O movimento das “Diretas Já” exigia eleições diretas para presidente da República, mas esta foi negada pelo próprio Congresso. A disputa passou a ser, então, pela via indireta, com apenas duas chapas: pela Aliança Democrática, de oposição, Tancredo Neves (PMDB) e, como vice, José Sarney; pelo PDS (Partido Democrático Social), o governista, Paulo Maluf e seu vice Flávio Marcílio.

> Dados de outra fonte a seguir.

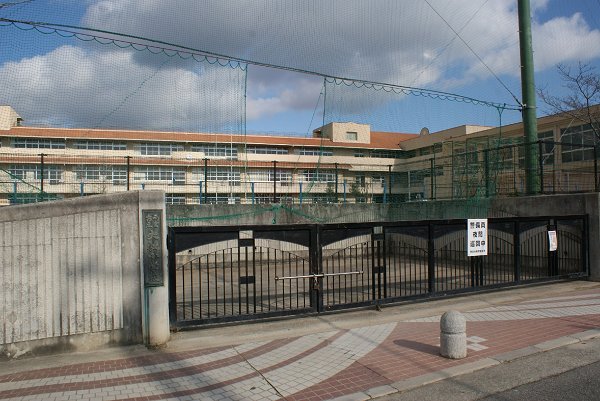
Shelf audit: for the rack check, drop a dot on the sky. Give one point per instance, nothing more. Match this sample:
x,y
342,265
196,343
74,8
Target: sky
x,y
464,47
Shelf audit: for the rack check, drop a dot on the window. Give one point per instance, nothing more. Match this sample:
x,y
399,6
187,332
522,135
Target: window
x,y
263,150
216,150
115,174
387,154
22,171
174,199
267,175
577,143
378,179
159,149
37,143
315,152
100,145
218,199
351,136
224,175
173,174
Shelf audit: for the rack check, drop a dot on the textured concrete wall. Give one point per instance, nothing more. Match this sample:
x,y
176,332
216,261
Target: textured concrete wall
x,y
71,276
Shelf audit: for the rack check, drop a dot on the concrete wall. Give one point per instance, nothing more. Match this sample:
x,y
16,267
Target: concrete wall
x,y
72,274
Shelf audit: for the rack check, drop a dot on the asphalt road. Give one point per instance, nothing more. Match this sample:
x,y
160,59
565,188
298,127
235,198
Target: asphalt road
x,y
567,373
577,385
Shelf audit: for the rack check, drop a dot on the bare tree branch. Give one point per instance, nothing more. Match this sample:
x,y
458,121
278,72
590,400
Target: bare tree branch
x,y
583,97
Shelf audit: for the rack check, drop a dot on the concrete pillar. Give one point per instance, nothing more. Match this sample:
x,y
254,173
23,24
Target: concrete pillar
x,y
154,283
453,335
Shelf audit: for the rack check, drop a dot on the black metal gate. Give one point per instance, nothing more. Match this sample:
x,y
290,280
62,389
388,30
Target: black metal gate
x,y
234,273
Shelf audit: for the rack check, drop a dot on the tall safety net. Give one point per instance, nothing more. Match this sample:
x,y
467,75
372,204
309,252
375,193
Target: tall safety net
x,y
179,96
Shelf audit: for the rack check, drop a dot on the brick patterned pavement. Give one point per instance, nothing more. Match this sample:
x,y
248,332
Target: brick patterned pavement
x,y
317,366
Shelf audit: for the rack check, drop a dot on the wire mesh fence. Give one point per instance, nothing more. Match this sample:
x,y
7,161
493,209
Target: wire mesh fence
x,y
455,172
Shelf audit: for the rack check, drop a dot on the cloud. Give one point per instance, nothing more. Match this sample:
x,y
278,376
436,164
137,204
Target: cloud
x,y
406,43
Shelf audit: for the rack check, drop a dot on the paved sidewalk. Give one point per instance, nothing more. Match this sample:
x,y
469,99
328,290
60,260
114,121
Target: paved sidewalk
x,y
352,356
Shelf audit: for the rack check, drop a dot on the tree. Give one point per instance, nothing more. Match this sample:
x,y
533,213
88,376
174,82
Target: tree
x,y
582,101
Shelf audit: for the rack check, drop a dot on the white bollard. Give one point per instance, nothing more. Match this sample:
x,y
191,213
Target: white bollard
x,y
453,335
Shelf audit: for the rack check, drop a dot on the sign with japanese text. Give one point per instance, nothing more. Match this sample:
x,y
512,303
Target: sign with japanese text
x,y
477,237
552,241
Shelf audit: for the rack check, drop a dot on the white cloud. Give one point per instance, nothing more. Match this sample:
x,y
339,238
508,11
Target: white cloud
x,y
399,42
74,87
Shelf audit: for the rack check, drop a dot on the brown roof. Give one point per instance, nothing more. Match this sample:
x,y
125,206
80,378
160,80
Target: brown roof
x,y
379,140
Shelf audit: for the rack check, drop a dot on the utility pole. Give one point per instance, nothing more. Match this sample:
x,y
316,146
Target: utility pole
x,y
532,179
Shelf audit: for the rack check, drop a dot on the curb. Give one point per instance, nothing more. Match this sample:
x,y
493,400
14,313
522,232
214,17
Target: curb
x,y
429,378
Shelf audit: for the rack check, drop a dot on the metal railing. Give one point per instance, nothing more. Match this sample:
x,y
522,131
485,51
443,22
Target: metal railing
x,y
234,273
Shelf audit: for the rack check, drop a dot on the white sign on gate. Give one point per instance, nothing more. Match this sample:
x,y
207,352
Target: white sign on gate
x,y
552,241
477,237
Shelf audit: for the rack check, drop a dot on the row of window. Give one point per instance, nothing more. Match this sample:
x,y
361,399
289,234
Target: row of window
x,y
175,175
167,149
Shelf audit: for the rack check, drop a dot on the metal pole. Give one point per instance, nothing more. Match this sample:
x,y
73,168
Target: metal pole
x,y
384,192
274,181
205,180
596,168
336,182
486,172
128,158
541,164
390,181
528,93
432,174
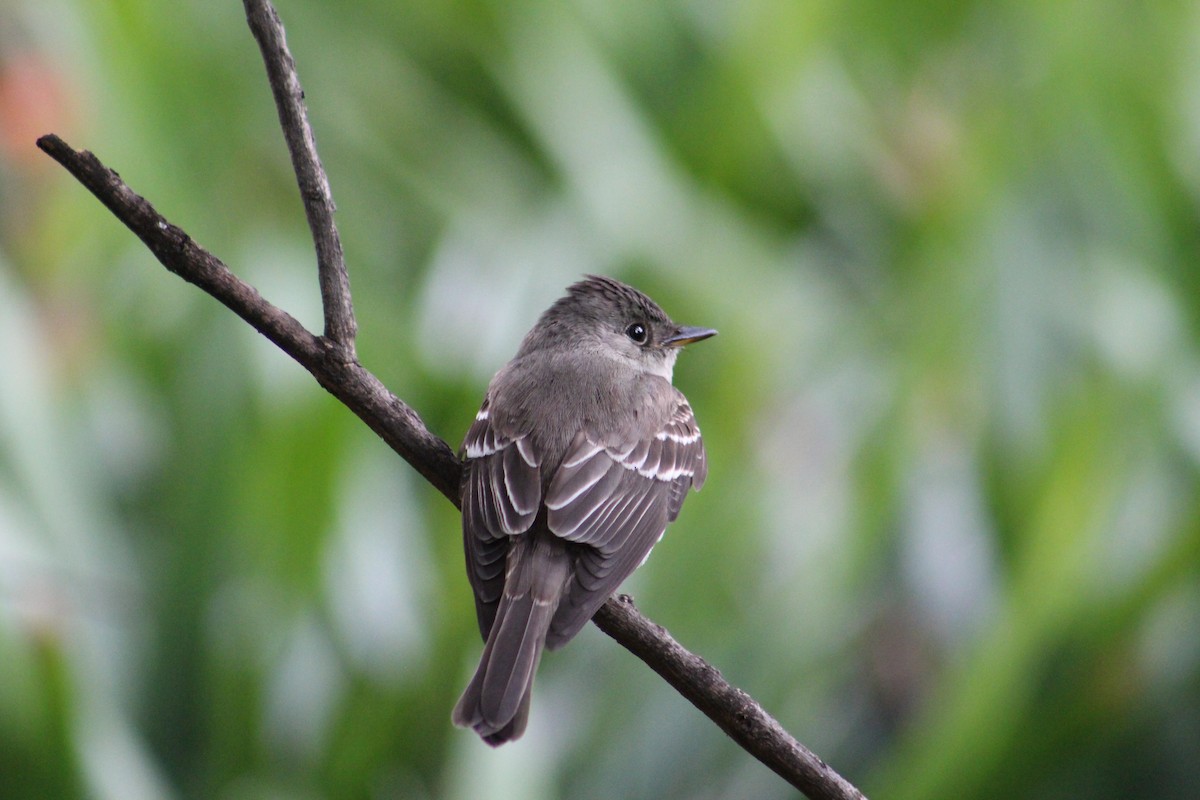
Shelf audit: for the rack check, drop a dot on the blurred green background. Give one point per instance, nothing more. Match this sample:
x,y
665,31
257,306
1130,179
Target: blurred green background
x,y
949,537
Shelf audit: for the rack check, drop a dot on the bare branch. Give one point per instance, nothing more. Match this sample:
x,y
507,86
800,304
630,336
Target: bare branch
x,y
735,711
333,365
315,192
333,362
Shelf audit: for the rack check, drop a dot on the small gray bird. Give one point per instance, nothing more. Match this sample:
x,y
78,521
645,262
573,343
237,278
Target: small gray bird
x,y
580,456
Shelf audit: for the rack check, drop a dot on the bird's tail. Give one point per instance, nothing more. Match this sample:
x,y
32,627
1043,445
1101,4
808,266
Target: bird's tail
x,y
496,702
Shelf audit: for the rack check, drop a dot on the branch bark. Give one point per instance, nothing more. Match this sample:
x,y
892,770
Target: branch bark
x,y
331,360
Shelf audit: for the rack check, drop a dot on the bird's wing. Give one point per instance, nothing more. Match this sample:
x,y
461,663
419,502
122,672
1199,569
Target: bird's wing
x,y
617,500
501,495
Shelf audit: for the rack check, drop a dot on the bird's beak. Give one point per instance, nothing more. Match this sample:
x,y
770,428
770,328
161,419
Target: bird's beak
x,y
688,335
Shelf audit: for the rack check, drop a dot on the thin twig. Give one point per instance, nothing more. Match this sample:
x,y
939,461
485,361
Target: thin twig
x,y
331,361
330,364
735,711
315,192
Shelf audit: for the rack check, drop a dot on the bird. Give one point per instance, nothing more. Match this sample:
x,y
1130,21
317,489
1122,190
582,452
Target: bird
x,y
580,456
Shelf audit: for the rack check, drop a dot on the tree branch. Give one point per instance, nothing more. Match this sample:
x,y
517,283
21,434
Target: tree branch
x,y
333,362
315,192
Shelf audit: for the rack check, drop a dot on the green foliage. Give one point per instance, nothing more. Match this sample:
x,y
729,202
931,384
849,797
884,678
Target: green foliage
x,y
949,537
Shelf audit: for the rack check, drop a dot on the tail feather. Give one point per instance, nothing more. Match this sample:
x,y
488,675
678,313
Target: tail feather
x,y
496,702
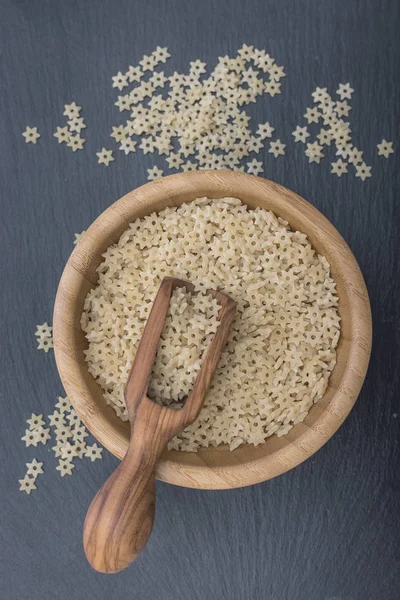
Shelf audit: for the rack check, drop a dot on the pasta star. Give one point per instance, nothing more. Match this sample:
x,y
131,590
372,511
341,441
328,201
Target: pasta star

Tancredo saiu vencedor, confirmando o que previam as pesquisas.

O pleito teve 2h30 de duração, das 9h56 às 12h26. A votação foi feita por bancada estadual, começando pelo Norte e terminando na região Sul. Maluf ficou à frente no placar durante os primeiros minutos da sessão, No final, Tancredo foi eleito por 480 votos (69%) contra 180 (26%) recebidos por Maluf. Dias antes, Maluf chegou a admitir a derrota: “Não adianta chorar o leite derramado”, declarou. Sua derrota foi atribuída à dissidência pedessista. Até o vice do presidente Figueiredo, Aureliano Chaves, apoiou Tancredo Neves.

Os votantes eram 686, entre deputados, senadores e delegados estaduais do Colégio Eleitoral que se reuniram no Congresso para definir a escolha. Após a divulgação do resultado, Tancredo fez um discurso agradecendo a vitória:

“Esta foi a última eleição indireta do país; venho para realizar urgentes e corajosas mudanças políticas, sociais e econômicas indispensáveis ao bem estar do povo”.

Contra Tancredo não havia denúncias de corrupção. Já contra o seu herdeiro, até hoje pesam inúmeras acusações. A primeira teria sido o recebimento de R$ 2 milhões do empresário Joesley Batista, da JBS, cujo processo tramita na Justiça Federal de São Paulo. Aécio afirma que era apenas um empréstimo.

Outras investigações o apontam recebendo R$ 60 milhões por meio de notas fiscais frias. A defesa afirma que o dinheiro se refere a doações eleitorais feitas em 2014 a diversos partidos, e não somente para o cliente. Segundo ex-executivos da Odebrecht, Aécio teria organizado um esquema para receber dinheiro oriundo de licitações quando era governador de Minas Gerais. O processo tramita na Justiça Estadual mineira. Aécio também nega as acusações.

Outros processos contra a sua pessoa correm na justiça comum e na eleitoral. No mensalão tucano ele foi investigado por suposta maquiagem para esconder que forneceu dinheiro para a campanha de Eduardo Azeredo ao Governo de Minas em 1988. A investigação foi arquivada pelo ministro Gilmar Mendes, a pedido da procuradora-geral da República, Raquel Dodge.

Ameaçado de expulsão do PSDB, foi salvo pela maioria dos membros da Executiva. No episódio saiu derrotado o governador de São Paulo, João Dória, que afirmou que quem saiu derrotado foi o Brasil. Aécio pertence à casta dos intocáveis, que insiste em continuar blindada com a Lei de Abuso de Autoridade.

Considerando que uma cultura não se modifica de um dia para outro e que o péssimo funcionamento das instituições fomenta a ilegalidade, Aécio jamais será punido pelos supostos crimes que teria cometido. No momento, a impunidade reinante no país permite-lhe disputar eleições, muito embora seu patrimônio político só dê para uma disputa por uma vaga na Câmara Federal.

Afastado dos holofotes desde que foi apanhado em delações da Operação Lava Jato, Aécio continua dando as cartas no PSDB, segundo a decisão do partido em não lhe expulsar. O resultado foi de 30 a 4, o que demonstra que a sigla está disposta a ir para o sacrifício para salvá-lo.

Com o resultado, Aécio impôs a João Dória uma derrota, impedindo-o de fazer com ele o que fez com Alckmin e com Zé Serra. Dória sabia que seria derrotado, mas queria que Aécio gastasse ainda mais o que lhe resta do patrimônio político deixado pelo avô. Pelo visto, parece que acertou, pois Aécio será, com toda certeza, um fardo nas próximas eleições. Se brincar, só vai lhe restar uma vereança.